Ce déterminisme est accentué par la dimension religieuse. Contrairement à la plupart de ses voisins du Conseil de coopération du Golfe (CCG), Oman est majoritairement ibadite, pratiquant une forme d’islam distincte tant du sunnisme que du chiisme. Cette particularité lui a permis, historiquement, d’échapper aux dynamiques de bloc confessionnel qui caractérisent la rivalité entre l’Iran et l’Arabie Saoudite. C’est cette extériorité doctrinale qui permet à Mascate de dialoguer avec Téhéran sans que ce dialogue soit interprété comme une prise de position dans la fracture sunno-chiite.
En définitive, la dette historique née durant la rébellion du Dhofar (1965-1975), période à laquelle le Shah Mohammad Reza Pahlavi a envoyé des forces expéditionnaires aux côtés du Sultan Qaboos, a établi une relation bilatérale irano-omanaise basée sur un principe de réciprocité qui n’a pas été ébranlé par la révolution islamique de 1979. Alors que l’ensemble du Golfe fermait ses canaux de communication avec Téhéran, Oman continuait à maintenir une voie diplomatique active, non pas par idéologie, mais par mémoire et par intérêt.

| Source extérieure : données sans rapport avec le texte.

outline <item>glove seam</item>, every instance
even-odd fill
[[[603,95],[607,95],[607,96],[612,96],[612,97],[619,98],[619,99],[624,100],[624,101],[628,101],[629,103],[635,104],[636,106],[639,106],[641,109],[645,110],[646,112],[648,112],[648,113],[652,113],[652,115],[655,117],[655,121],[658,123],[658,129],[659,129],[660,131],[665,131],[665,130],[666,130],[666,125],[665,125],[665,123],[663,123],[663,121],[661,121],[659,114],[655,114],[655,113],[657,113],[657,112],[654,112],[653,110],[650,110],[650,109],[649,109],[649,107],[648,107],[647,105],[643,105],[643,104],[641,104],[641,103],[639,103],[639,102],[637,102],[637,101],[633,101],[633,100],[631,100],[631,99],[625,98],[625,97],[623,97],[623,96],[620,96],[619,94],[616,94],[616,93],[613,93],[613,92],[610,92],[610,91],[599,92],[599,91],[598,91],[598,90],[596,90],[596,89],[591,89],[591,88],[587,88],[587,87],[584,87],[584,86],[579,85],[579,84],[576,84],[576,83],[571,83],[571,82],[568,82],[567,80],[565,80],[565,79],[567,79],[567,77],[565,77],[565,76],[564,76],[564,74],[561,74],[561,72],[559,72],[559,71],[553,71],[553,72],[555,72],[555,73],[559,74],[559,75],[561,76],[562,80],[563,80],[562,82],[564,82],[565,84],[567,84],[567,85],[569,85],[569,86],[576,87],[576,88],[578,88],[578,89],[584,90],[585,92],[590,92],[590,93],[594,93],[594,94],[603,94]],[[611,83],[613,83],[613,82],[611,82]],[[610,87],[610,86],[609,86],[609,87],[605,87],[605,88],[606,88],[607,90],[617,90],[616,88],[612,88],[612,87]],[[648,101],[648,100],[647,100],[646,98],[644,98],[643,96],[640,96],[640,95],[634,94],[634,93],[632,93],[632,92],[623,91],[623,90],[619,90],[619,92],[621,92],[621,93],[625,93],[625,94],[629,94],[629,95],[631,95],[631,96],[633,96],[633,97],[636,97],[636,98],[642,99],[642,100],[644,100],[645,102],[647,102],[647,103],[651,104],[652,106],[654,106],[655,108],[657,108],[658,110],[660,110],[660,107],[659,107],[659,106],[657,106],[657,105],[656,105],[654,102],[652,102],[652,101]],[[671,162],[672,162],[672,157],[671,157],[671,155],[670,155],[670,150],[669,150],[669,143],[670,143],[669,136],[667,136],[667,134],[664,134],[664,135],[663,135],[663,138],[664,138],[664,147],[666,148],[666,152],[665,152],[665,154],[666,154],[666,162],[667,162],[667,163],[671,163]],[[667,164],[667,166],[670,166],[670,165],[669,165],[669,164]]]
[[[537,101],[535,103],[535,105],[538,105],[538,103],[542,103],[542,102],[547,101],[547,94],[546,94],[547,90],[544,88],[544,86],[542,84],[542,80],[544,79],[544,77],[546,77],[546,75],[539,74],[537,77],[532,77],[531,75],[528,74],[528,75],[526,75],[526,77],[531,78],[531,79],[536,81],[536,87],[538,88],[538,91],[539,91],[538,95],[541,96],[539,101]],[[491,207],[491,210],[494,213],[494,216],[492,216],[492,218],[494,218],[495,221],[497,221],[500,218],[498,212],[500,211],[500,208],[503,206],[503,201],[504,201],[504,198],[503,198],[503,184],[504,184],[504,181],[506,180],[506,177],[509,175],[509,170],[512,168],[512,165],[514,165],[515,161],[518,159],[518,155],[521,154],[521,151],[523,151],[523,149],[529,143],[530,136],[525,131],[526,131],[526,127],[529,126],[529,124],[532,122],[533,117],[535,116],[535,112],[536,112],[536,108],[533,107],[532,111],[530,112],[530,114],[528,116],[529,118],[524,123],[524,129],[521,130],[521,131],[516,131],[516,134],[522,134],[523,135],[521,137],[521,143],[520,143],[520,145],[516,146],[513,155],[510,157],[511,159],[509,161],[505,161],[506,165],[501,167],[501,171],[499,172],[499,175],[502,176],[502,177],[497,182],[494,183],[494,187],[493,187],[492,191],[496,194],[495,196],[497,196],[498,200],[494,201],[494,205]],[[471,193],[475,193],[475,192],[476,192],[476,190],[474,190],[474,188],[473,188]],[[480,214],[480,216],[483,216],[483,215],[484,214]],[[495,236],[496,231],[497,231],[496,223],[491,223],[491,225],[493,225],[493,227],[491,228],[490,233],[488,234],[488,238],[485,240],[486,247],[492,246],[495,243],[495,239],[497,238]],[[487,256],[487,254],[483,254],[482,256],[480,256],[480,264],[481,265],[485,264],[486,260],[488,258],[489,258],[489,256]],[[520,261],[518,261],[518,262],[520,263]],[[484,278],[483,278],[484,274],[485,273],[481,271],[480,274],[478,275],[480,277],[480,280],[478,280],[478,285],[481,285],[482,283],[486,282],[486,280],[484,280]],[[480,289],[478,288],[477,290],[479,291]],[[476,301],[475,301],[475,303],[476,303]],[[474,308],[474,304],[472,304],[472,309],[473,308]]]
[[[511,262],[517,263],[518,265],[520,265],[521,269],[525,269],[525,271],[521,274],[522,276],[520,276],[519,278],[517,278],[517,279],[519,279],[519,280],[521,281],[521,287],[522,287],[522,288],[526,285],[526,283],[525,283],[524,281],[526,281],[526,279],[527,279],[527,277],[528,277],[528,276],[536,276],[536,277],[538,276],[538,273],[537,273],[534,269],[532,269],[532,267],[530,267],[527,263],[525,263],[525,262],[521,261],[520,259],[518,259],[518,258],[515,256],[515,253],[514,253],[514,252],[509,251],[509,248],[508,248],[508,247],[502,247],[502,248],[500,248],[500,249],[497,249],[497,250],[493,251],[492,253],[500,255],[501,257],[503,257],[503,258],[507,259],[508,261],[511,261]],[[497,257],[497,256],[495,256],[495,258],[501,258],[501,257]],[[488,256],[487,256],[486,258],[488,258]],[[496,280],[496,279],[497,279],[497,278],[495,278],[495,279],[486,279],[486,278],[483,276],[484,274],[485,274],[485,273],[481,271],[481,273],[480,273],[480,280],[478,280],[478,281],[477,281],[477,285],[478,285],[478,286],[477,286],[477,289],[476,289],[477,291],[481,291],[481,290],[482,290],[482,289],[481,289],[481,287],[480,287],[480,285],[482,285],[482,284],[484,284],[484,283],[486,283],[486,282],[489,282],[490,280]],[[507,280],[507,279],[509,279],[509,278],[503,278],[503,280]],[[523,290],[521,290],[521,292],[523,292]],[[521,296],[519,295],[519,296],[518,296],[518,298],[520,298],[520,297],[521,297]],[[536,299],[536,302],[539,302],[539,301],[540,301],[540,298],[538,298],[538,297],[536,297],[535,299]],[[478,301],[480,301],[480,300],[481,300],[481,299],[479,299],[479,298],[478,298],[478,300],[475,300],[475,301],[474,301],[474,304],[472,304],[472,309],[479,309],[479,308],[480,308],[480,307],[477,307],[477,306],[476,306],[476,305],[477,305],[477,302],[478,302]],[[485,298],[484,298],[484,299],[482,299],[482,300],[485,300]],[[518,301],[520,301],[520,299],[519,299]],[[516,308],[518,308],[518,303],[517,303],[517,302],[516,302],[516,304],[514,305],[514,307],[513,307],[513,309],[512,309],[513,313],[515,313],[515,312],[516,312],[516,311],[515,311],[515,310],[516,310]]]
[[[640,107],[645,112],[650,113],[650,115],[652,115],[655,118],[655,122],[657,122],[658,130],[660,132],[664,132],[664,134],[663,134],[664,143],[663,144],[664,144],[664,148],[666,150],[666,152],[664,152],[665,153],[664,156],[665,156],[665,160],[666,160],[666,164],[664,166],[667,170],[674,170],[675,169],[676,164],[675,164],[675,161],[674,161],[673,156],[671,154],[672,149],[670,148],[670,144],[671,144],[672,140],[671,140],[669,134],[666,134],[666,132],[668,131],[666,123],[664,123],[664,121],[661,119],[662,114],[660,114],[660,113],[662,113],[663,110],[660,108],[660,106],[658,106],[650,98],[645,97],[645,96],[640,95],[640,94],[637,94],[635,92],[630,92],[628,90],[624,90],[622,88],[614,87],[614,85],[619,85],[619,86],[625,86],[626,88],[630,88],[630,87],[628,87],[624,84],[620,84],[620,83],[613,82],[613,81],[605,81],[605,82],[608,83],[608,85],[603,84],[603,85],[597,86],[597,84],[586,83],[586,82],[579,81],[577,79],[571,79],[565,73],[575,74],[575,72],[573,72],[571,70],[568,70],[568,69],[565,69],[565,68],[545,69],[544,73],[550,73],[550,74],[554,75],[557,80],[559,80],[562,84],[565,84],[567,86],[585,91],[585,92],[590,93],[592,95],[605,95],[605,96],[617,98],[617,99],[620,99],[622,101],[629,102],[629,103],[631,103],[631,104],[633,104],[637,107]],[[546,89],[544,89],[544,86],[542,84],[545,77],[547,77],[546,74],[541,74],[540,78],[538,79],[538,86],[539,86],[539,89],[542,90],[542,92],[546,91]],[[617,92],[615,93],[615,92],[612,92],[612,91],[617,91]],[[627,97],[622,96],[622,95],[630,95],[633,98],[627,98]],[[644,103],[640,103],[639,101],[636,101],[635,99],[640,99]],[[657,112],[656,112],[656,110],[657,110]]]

Une efficacité diplomatique fondée sur la discrétion systémique

Le modèle opérationnel de la diplomatie omanaise s’articule autour d’un principe peu courant dans le domaine des relations internationales ; la discrétion est considérée comme un moyen d’efficacité et non simplement une méthode. Cette réserve n’est pas un élément culturel accidentel, c’est la pierre angulaire de sa crédibilité auprès d’entités qui ne toléreraient jamais d’être perçues en train de négocier publiquement. En mars 2013, à Mascate ont commencé des pourparlers bilatéraux secrets entre Washington et Téhéran, dirigés du côté américain par William Burns et Jake Sullivan. Ces discussions mèneront à l’accord de Vienne de 2015. En 2024, Oman a joué le rôle d’intermédiaire pour transmettre les avertissements iraniens avant d’une attaque de représailles contre Israel, aidant ainsi à gérer l’escalade.

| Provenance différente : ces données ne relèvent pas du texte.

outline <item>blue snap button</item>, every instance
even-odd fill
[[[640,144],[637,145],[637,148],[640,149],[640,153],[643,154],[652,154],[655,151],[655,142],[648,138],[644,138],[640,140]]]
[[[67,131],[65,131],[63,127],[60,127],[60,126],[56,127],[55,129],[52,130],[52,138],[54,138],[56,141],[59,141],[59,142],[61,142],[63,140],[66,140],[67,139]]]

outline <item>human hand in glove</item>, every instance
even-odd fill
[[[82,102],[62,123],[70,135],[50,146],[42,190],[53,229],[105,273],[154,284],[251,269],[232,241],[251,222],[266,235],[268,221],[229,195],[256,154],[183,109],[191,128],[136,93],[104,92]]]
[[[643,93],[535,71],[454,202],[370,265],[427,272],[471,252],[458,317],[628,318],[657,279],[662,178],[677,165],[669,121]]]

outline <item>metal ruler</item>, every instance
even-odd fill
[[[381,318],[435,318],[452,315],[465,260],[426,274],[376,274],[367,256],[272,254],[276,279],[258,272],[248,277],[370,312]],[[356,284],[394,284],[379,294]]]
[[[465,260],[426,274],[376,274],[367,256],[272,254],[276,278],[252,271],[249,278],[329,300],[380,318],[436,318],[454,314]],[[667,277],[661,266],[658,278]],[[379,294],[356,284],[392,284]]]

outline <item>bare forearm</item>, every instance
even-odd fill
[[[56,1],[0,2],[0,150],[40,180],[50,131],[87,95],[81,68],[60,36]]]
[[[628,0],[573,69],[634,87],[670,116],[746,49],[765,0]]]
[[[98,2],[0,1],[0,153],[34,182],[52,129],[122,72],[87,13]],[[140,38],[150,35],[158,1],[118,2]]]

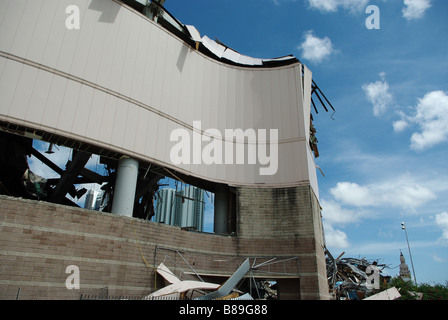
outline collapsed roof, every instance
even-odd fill
[[[201,36],[200,32],[194,26],[183,24],[166,10],[163,6],[165,0],[122,0],[122,2],[157,22],[157,24],[188,43],[197,51],[215,60],[231,65],[253,68],[272,68],[300,62],[292,54],[266,59],[249,57],[231,49],[219,40],[212,40],[206,35]],[[328,108],[331,108],[334,114],[336,110],[314,80],[312,81],[311,89],[311,95],[317,97],[325,111],[328,112]],[[319,113],[312,97],[311,103],[316,114]]]

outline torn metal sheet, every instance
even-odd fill
[[[185,25],[188,32],[190,33],[191,39],[193,39],[196,42],[202,42],[201,35],[199,34],[199,31],[194,27],[190,25]]]
[[[203,36],[202,37],[202,44],[208,50],[210,50],[211,53],[213,53],[215,56],[217,56],[220,59],[222,58],[222,56],[224,55],[224,52],[226,51],[226,47],[224,47],[223,45],[220,45],[219,43],[213,41],[212,39],[210,39],[207,36]]]
[[[168,269],[168,267],[165,266],[163,263],[160,263],[159,266],[157,267],[157,273],[160,274],[166,281],[168,281],[171,284],[182,281],[178,277],[176,277],[174,273],[171,272],[171,270]]]
[[[244,278],[247,272],[250,270],[249,259],[243,262],[243,264],[235,271],[235,273],[216,291],[196,298],[196,300],[213,300],[228,295],[235,286]]]

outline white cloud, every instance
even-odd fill
[[[431,7],[431,0],[404,0],[404,5],[402,12],[405,19],[419,19]]]
[[[373,104],[373,114],[382,115],[392,103],[393,97],[389,92],[389,84],[386,81],[386,74],[380,73],[381,80],[367,83],[362,86],[367,99]]]
[[[356,183],[338,182],[336,187],[330,189],[330,193],[346,205],[365,207],[374,204],[371,190]]]
[[[448,140],[448,95],[443,91],[426,94],[419,100],[412,120],[422,130],[411,137],[413,149],[424,150]]]
[[[341,230],[334,229],[331,224],[324,222],[325,244],[330,248],[348,248],[349,242],[347,234]]]
[[[308,0],[311,8],[321,12],[336,12],[339,8],[354,12],[361,12],[366,8],[369,0]]]
[[[448,95],[443,91],[432,91],[419,99],[413,114],[401,114],[401,120],[394,122],[394,130],[402,131],[410,124],[420,127],[420,132],[411,136],[411,148],[423,151],[448,141]]]
[[[409,177],[396,177],[367,186],[339,182],[330,189],[336,201],[355,207],[397,207],[415,210],[434,200],[436,195]]]
[[[393,126],[394,126],[395,132],[401,132],[401,131],[404,131],[409,126],[409,123],[406,120],[401,119],[401,120],[395,121],[393,123]]]
[[[304,59],[315,63],[321,62],[334,52],[333,44],[328,37],[316,37],[311,30],[305,33],[305,40],[298,49],[302,50]]]
[[[448,212],[436,215],[436,224],[442,229],[442,239],[448,240]]]
[[[348,224],[359,221],[359,215],[353,210],[344,209],[336,201],[322,199],[322,217],[328,224]]]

Il importe ici de distinguer la neutralité omanaise de neutralités superficiellement comparables. La Confédération helvétique offre, depuis 1815, un modèle de neutralité sanctuarisé par le droit international et protégé par une géographie qui la place au centre du système européen sans l’inclure dans ses conflits vitaux. La Suisse a toujours été neutre et peut maintenir cette position même en période de conflit chez ses voisins, car elle n’est pas intégrée structurellement dans les enjeux de sécurité qui les confrontent. En revanche, Oman reste neutre au cœur de la tempête : sa neutralité est un exercice d’équilibre constant, et non une position stable.
Les vecteurs d’érosion contemporains
La première dynamique tient à la logique de pression maximale réactivée par l’administration Trump depuis novembre 2024. La diplomatie de Washington, qui affiche publiquement ses partenaires ou ses adversaires, ne peut tout simplement pas fonctionner avec l’approche omanaise. Le rôle d’Oman repose sur la discrétion et la confidentialité. En mettant en lumière ce que Mascate construit dans l’ombre, Washington se trouve à scier la branche sur laquelle il est lui-même assis.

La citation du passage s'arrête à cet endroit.